Another factor to keep in mind is OneFS neighborhoods. A neighborhood is a fault domains within a node pool, and their purpose is to improve reliability in general – and guard against data unavailability from the accidental removal of Gen6 drive sleds. For self-contained nodes like the PowerScale F210, OneFS has an ideal size of 20 nodes per node pool, and a maximum size of 39 nodes. On the addition of the 40th node, the nodes split into two neighborhoods of twenty nodes.
With the Gen6 platform, the ideal size of a neighborhood changes from 20 to 10 nodes. This 10-node ideal neighborhood size helps protect the Gen6 architecture against simultaneous node-pair journal failures and full chassis failures. Partner nodes are nodes whose journals are mirrored. Rather than each node storing its journal in NVRAM as in the PowerScale platforms, the Gen6 nodes’ journals are stored on SSDs – and every journal has a mirror copy on another node. The node that contains the mirrored journal is referred to as the partner node. There are several reliability benefits gained from the changes to the journal. For example, SSDs are more persistent and reliable than NVRAM, which requires a charged battery to retain state.
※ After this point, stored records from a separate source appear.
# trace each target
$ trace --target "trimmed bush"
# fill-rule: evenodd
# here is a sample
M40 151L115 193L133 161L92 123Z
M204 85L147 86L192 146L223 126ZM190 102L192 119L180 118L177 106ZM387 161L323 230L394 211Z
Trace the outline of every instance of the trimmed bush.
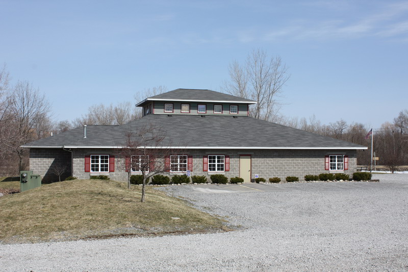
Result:
M242 178L239 178L239 177L236 177L235 178L231 178L230 179L230 182L231 183L239 183L240 182L244 182L244 179Z
M207 183L207 177L205 176L193 176L191 177L193 183Z
M185 175L173 176L171 177L171 183L174 184L190 183L190 177L187 177Z
M228 182L228 178L222 174L212 175L210 178L213 183L225 184Z
M304 176L304 180L306 181L319 180L319 176L314 175L307 175Z
M170 183L170 178L162 175L156 175L151 178L151 184L156 185L168 184Z
M356 181L371 180L371 174L368 172L355 172L353 173L353 179Z
M109 177L107 176L105 176L104 175L100 175L99 176L91 176L90 179L91 180L110 180Z
M265 180L263 178L257 178L256 179L255 179L255 182L256 182L257 183L259 183L261 181L262 182L266 182L266 180Z
M286 181L288 182L294 182L295 181L299 181L299 178L297 177L287 177Z
M336 180L348 180L350 176L343 173L336 173L335 174L335 178Z
M280 179L277 177L274 178L269 178L269 182L271 183L279 183L280 182Z
M146 184L149 183L149 178L146 179ZM131 176L131 184L143 184L143 176L142 175L132 175Z
M329 173L322 173L319 174L319 179L322 181L326 180L335 180L335 175Z
M69 177L68 177L68 178L67 178L66 179L65 179L65 180L64 180L64 181L66 181L66 180L77 180L77 179L78 179L78 178L76 178L76 177L72 177L72 176L70 176Z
Also, with the mirrored journal, both journal drives have to die before a journal is considered lost. As such, unless both of the mirrored journal drives fail, both of the partner nodes can function as normal.
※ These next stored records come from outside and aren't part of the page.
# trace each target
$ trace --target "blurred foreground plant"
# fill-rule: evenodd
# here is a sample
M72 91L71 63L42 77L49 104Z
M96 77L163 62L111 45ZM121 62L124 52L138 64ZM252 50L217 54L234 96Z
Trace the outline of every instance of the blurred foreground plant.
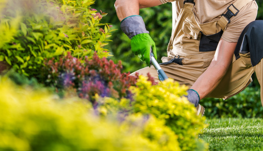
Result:
M78 97L59 101L6 78L0 85L0 150L180 150L177 136L152 116L135 114L120 122L95 115Z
With partner node protection, where possible, nodes will be placed in different neighborhoods – and hence different failure domains. Partner node protection is possible once the cluster reaches five full chassis (20 nodes) when, after the first neighborhood split, OneFS places partner nodes in different neighborhoods:
Partner node protection increases reliability because if both nodes go down, they are in different failure domains, so their failure domains only suffer the loss of a single node.
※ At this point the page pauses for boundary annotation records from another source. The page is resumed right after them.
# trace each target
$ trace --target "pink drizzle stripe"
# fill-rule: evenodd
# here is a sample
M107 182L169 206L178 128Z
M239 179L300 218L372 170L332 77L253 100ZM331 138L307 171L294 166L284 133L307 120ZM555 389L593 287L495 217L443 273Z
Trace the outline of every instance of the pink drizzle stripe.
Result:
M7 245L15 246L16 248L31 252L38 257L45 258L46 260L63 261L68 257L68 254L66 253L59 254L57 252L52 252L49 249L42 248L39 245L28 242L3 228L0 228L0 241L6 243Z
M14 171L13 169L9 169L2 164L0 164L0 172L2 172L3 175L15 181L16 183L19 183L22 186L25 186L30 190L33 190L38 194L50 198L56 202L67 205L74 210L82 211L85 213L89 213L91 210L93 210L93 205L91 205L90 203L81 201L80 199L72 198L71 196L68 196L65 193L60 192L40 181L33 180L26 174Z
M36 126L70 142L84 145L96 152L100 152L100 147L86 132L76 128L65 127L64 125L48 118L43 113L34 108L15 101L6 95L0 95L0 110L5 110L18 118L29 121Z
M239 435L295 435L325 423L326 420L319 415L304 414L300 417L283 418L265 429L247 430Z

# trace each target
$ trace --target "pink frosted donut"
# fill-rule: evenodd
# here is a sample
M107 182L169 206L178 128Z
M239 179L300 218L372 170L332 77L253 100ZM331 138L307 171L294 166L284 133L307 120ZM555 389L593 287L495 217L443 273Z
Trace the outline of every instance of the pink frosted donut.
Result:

With chassis protection, when possible, each of the four nodes within a chassis will be placed in a separate neighborhood. Chassis protection becomes possible at 40 nodes, as the neighborhood split at 40 nodes enables every node in a chassis to be placed in a different neighborhood. As such, when a 38 node Gen6 cluster is expanded to 40 nodes, the two existing neighborhoods will be split into four 10-node neighborhoods:
Chassis protection ensures that if an entire chassis failed, each failure domain would only lose one node.